Selon l'expert, la mise au point d'un fermenteur en conditions d'usage fait souvent l'objet d'optimisation des mobiles, et à cet égard, la société GPC a écrit le 21 septembre 2016 'le problème majeur dont vous nous avez fait part concerne les systèmes d'agitation que nous proposons en standard sur nos équipements sans avoir jamais rencontré de dysfonctionnements. Cependant, conscients que les spécificités de vos cultures puissent avoir un impact sur la tenue dans le temps des agitations, nous avons décidé d'adapter, au titre de la garantie, ces ensembles mécaniques dont le shéma de principe a été approuvé par vos services. Ces deux nouveaux ensemble d'agitation que nous avons lancé en fabrication suite à cette validation sont en stock chez nous depuis début juillet.
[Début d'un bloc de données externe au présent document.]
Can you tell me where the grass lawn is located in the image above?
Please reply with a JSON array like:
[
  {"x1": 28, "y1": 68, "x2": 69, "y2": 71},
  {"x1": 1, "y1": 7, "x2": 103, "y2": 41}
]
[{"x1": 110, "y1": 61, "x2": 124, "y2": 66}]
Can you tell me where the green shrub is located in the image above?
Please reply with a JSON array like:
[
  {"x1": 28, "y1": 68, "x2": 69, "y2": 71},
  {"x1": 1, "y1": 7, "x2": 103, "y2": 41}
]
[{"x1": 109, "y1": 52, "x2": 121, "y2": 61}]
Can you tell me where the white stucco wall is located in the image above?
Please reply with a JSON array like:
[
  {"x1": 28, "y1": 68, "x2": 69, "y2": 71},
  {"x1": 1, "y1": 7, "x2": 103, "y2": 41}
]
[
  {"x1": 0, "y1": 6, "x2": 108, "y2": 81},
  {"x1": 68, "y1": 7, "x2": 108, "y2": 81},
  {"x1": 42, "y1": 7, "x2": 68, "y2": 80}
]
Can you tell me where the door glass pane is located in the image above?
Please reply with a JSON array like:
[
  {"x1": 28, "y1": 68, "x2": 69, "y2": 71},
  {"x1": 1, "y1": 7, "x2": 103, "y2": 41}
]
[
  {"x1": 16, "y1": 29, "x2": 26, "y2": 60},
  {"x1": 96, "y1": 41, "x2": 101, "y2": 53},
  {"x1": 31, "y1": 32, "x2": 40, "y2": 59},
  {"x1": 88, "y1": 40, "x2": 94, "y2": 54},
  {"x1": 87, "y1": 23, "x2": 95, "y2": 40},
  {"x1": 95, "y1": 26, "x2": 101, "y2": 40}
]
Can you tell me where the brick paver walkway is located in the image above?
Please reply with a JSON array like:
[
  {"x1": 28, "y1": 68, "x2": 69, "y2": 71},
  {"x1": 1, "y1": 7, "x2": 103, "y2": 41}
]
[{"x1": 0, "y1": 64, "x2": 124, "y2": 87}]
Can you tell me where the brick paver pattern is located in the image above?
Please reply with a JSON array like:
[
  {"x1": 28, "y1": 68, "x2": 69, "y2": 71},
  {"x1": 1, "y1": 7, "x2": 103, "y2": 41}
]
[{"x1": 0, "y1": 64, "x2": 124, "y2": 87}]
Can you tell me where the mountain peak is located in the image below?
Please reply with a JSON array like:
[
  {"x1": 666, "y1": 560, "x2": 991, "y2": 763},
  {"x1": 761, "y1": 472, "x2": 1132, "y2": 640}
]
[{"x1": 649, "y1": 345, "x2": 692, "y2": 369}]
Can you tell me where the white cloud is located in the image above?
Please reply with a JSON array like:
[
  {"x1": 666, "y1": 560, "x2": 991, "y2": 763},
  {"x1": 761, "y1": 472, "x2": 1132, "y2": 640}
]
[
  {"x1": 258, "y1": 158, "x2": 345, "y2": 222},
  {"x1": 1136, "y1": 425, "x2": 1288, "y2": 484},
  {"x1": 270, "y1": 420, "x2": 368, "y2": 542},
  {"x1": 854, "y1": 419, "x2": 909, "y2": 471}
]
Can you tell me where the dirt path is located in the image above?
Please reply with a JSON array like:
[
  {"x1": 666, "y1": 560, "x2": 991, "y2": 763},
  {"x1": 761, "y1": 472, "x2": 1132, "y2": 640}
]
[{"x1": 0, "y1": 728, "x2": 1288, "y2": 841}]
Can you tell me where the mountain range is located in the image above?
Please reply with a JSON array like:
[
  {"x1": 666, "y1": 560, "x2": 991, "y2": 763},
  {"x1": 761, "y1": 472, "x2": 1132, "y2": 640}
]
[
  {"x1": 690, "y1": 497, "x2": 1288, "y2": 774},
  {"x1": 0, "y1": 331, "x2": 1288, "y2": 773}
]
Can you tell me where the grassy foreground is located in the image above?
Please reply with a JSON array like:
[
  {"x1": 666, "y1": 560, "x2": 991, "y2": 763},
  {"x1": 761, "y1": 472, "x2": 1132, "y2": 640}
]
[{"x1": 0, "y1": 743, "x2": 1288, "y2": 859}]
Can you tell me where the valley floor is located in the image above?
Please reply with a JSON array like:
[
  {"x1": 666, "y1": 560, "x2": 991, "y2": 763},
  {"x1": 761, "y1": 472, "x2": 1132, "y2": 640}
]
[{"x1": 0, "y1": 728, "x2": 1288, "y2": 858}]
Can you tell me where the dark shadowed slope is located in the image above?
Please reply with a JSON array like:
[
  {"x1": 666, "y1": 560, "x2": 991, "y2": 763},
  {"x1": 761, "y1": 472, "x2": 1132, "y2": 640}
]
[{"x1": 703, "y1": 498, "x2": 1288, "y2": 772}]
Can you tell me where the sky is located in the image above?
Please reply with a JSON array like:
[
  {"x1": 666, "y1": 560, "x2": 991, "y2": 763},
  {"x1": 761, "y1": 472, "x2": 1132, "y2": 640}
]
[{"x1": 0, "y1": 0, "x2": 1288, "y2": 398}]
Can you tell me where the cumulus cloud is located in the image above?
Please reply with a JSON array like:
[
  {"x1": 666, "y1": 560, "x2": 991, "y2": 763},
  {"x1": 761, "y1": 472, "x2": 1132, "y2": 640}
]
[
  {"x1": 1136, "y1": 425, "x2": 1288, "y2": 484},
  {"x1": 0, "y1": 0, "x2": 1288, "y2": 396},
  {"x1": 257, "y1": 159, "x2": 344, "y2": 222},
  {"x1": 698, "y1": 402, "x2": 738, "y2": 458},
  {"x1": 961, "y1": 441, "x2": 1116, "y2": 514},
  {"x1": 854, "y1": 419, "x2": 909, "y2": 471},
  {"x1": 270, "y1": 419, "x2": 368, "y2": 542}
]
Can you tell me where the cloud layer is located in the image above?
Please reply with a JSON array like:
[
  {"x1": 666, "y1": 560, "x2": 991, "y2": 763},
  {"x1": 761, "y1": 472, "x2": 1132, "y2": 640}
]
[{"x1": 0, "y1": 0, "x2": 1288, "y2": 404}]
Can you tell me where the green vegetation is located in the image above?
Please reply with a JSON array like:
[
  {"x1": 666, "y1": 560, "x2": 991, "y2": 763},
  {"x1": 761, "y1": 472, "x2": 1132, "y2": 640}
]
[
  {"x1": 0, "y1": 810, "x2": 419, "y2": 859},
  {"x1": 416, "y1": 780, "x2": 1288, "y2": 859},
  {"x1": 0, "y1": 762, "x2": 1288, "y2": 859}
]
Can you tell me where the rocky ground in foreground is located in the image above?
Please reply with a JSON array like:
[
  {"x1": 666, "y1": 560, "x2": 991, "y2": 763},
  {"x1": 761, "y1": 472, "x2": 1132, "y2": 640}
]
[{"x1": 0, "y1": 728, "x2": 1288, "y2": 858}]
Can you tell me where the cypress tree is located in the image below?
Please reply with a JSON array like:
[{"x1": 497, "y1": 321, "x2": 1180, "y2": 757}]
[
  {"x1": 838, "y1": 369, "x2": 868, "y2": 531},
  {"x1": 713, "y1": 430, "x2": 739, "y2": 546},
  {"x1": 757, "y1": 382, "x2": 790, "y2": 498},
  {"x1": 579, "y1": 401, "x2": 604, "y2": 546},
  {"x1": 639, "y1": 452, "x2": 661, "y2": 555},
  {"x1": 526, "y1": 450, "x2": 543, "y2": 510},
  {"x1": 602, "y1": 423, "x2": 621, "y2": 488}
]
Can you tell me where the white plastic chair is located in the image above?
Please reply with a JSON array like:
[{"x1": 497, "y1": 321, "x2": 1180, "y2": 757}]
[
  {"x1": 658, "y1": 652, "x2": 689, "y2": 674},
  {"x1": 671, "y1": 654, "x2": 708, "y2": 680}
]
Compte tenu du différent qui nous oppose concernant votre impayé de 79.643,04 euros, vous comprendrez que nous n'engagerons plus d'action sur ces machines, y compris au titre du SAV, sans réglement préalable de celui-ci'.
Au défaut de paiement du solde du deuxième acompte s'était en effet ajouté le défaut de paiement de matériels commandés en supplément.
En résumé, selon l'expert judiciaire, la société ALGOFARM aurait dû préciser lors de la rédaction ou de la signature du cahier des charges la nature de ses cultures et la viscosité en découlant, mais la société GPC ne pouvait s'attendre à ce que ses fermenteurs, eu égard à leur objet même, soient utilisés pour des milieux non coalescents.
Toutefois, compte tenu du caractère expérimental des cultures auxquelles ces fermenteurs sont destinés, l'usage est selon l'expert, d'adapter les fermenteurs type aux cultures auxquels ils sont destinés, souvent après leur mise en service, et tel a été le cas en l'espèce, la société ALGOFARM ayant fabriqué de nouveaux agitateurs en juillet 2016; mais il est certain que le défaut de paiement de la société ALGOFARM a eu pour conséquence une cessation du service après vente de la société GPC.
La question du couple du moteur et de l'insuffisance du transfert d'oxygène sont directement liées à cette question de la viscosité: le couple insuffisant du moteur à bas régime ne permettait pas un transfert d'oxygène suffisant en raison de la viscosité du milieu.
L'expert a retenu qu'en l'absence de consignes claires du cahier des charges sur la viscosité, l'insuffisance du couple du moteur ne pouvait être retenue comme vice caché, non plus que l'insuffisance du transfert d'oxygène, qui n'est que la conséquence de l'insuffisance du couple.
En revanche, a été retenu comme désordre le défaut d'étanchéité du septum de passage de l'arbre d'agitation, ayant pour conséquence des pertes de graisse, dont depuis l'origine la société ALGOFARM se plaint qu'elles contaminent les cultures; les traces de coulure de graisse ont été constatées par l'expert judiciaire.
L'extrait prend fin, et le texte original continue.